Regular Expression Policy Incorrect XPath Attributes Extraction

Hello, @dino! Need some advice on XPath syntax for Regular Expression Protection Policy. We need to check all attributes in XML Request body. We use such configuration to check "Value" attribute and it works fine:

Screenshot 2021-07-14 162756.png

 In case we try to check all attributes we use next pattern which for unknown reason does not work:

ochal_0-1626269557353.png

To check if our pattern is correct we have tried to use Online XPath emulator. And it shows that the pattern is correct. What is the possible reason for this? We had similar issue on other project - Apigee RegExp could not select correct element from the correct pattern (in different emulators it was working). How we can handle this? Dino Would be extremely grateful for your thoughts and time!

Solved Solved
0 3 640
1 ACCEPTED SOLUTION

Hi Ochal, I'd be glad to try to help out. 

First, can you clarify for me what you are testing ? You wrote "we try to check all attributes we use next pattern which for unknown reason does not work", but you did not explain what you mean by "does not work". What are you seeing, and what are you expecting to see?

I conducted some tests here, and for my simple tests, the XPath Expression with a wildcard for the attribute name, is working correctly.
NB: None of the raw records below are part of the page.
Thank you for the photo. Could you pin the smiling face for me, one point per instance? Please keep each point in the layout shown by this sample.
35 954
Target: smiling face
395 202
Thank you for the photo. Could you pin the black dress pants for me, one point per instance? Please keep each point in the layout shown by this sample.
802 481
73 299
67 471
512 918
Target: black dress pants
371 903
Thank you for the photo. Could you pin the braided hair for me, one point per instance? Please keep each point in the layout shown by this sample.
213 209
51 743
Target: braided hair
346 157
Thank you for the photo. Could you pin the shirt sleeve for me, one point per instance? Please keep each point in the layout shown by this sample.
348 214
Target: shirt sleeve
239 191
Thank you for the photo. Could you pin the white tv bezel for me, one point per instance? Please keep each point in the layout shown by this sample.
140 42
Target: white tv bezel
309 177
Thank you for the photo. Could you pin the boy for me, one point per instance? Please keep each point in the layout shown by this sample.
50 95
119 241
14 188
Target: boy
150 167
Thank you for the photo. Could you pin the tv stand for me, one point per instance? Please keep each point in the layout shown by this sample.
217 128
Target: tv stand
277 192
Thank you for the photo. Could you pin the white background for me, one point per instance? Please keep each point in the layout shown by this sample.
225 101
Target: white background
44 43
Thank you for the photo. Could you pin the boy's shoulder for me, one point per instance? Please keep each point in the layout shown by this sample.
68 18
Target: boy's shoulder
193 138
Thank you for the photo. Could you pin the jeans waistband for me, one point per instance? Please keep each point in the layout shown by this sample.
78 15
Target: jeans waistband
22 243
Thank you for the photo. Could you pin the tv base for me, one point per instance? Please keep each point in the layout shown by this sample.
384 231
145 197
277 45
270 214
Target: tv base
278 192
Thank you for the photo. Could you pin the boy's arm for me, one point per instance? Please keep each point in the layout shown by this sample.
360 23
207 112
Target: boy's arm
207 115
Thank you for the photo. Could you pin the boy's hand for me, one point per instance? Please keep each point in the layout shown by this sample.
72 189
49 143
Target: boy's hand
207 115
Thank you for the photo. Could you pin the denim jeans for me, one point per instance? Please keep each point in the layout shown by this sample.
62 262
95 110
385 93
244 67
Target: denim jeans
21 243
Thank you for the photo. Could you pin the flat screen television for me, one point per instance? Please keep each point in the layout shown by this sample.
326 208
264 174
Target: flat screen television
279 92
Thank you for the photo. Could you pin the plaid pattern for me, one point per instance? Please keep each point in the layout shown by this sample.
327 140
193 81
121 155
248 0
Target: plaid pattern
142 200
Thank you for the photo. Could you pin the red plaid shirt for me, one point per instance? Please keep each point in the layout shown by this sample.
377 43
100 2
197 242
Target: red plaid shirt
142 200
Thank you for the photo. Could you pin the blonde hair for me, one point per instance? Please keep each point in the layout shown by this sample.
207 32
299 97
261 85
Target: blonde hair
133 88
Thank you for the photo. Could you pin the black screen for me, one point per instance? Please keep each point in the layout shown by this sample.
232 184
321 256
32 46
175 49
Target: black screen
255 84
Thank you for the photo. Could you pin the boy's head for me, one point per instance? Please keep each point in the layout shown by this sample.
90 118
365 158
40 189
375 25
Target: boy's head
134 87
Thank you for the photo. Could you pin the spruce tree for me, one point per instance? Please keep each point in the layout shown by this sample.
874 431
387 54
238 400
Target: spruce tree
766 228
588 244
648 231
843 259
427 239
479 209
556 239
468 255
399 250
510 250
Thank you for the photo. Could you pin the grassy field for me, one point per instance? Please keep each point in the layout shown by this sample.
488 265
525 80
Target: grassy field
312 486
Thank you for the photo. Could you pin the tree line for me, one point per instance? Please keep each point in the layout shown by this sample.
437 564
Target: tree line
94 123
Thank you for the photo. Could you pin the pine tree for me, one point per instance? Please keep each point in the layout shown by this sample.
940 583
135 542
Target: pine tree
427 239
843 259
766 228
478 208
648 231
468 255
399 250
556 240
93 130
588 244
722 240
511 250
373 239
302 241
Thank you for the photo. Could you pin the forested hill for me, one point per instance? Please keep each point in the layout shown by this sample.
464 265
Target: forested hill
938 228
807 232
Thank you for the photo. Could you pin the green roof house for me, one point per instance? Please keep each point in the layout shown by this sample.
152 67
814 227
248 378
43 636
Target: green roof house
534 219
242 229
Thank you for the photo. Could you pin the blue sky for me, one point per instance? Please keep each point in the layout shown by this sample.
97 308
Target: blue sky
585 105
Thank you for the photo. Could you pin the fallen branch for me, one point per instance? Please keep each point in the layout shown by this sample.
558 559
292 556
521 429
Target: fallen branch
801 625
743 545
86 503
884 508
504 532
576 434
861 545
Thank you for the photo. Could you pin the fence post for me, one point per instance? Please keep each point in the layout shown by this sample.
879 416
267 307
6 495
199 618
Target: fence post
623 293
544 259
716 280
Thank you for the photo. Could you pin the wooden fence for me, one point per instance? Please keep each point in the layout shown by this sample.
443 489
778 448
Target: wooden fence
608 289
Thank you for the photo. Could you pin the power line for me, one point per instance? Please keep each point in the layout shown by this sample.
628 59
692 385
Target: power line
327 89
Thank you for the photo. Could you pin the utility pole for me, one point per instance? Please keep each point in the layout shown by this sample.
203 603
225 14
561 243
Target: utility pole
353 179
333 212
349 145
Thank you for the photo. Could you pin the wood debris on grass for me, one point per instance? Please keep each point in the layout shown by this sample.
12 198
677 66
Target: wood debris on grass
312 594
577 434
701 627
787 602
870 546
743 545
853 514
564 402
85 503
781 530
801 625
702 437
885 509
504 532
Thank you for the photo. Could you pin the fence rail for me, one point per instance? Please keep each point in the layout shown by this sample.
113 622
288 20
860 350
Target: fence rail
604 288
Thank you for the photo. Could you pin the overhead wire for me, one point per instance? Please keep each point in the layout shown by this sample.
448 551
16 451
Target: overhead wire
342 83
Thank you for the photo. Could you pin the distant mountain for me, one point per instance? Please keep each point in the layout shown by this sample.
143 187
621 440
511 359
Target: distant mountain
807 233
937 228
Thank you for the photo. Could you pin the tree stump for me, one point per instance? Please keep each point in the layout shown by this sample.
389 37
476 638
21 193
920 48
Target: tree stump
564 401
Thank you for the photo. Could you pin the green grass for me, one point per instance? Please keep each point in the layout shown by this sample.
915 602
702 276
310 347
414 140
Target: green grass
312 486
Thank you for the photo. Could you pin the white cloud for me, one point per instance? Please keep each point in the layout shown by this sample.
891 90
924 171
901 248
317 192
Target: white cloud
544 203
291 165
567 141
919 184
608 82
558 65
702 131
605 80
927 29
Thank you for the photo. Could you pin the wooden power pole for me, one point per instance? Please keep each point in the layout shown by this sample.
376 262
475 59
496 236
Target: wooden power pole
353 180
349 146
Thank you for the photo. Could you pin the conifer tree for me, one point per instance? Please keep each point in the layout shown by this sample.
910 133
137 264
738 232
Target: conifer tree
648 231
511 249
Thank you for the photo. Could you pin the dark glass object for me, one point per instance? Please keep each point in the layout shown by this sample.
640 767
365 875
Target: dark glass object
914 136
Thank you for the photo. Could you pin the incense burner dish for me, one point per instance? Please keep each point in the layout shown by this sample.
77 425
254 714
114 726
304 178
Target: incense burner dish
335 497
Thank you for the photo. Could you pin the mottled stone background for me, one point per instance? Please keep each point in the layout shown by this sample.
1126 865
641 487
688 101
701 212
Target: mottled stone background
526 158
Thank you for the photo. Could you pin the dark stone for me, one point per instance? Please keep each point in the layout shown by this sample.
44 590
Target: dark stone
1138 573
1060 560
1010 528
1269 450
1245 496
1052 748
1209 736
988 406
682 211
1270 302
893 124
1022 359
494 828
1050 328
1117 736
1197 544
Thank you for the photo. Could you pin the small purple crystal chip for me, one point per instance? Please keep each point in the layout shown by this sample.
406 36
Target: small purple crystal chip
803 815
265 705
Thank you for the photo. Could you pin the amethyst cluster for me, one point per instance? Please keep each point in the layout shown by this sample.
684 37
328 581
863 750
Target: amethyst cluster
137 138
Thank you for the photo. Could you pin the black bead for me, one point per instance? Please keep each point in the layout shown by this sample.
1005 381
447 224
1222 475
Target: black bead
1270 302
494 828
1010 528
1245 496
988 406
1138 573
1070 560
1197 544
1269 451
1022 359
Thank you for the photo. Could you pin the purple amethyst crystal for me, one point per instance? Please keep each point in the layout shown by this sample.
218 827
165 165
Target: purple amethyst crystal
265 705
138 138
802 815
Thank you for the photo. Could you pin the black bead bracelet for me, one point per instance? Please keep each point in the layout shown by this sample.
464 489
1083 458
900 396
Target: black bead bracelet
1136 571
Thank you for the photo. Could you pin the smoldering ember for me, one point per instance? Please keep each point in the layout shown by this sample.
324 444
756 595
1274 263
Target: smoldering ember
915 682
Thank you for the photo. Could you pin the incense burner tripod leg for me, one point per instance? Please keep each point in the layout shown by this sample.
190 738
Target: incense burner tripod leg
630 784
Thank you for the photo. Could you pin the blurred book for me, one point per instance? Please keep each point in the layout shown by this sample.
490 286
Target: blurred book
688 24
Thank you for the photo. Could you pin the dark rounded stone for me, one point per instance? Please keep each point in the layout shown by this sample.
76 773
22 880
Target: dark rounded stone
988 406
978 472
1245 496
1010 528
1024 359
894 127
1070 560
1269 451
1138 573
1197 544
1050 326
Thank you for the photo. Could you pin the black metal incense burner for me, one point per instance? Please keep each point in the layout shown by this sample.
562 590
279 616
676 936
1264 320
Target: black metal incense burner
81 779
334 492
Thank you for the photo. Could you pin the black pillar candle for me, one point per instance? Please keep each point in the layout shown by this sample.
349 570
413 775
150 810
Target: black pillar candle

When using the RegularExpressionProtection policy on an XML payload, there are two interesting things you can specify: The regular expression itself, and the XPath specifying what to check. In this case, we are not interested in varying the regex, so I used a simple pattern of "bad" for all cases. The idea is that if any attribute value matching the XPath I specify has the word "bad" in it, then the policy should detect a threat. Does this make sense?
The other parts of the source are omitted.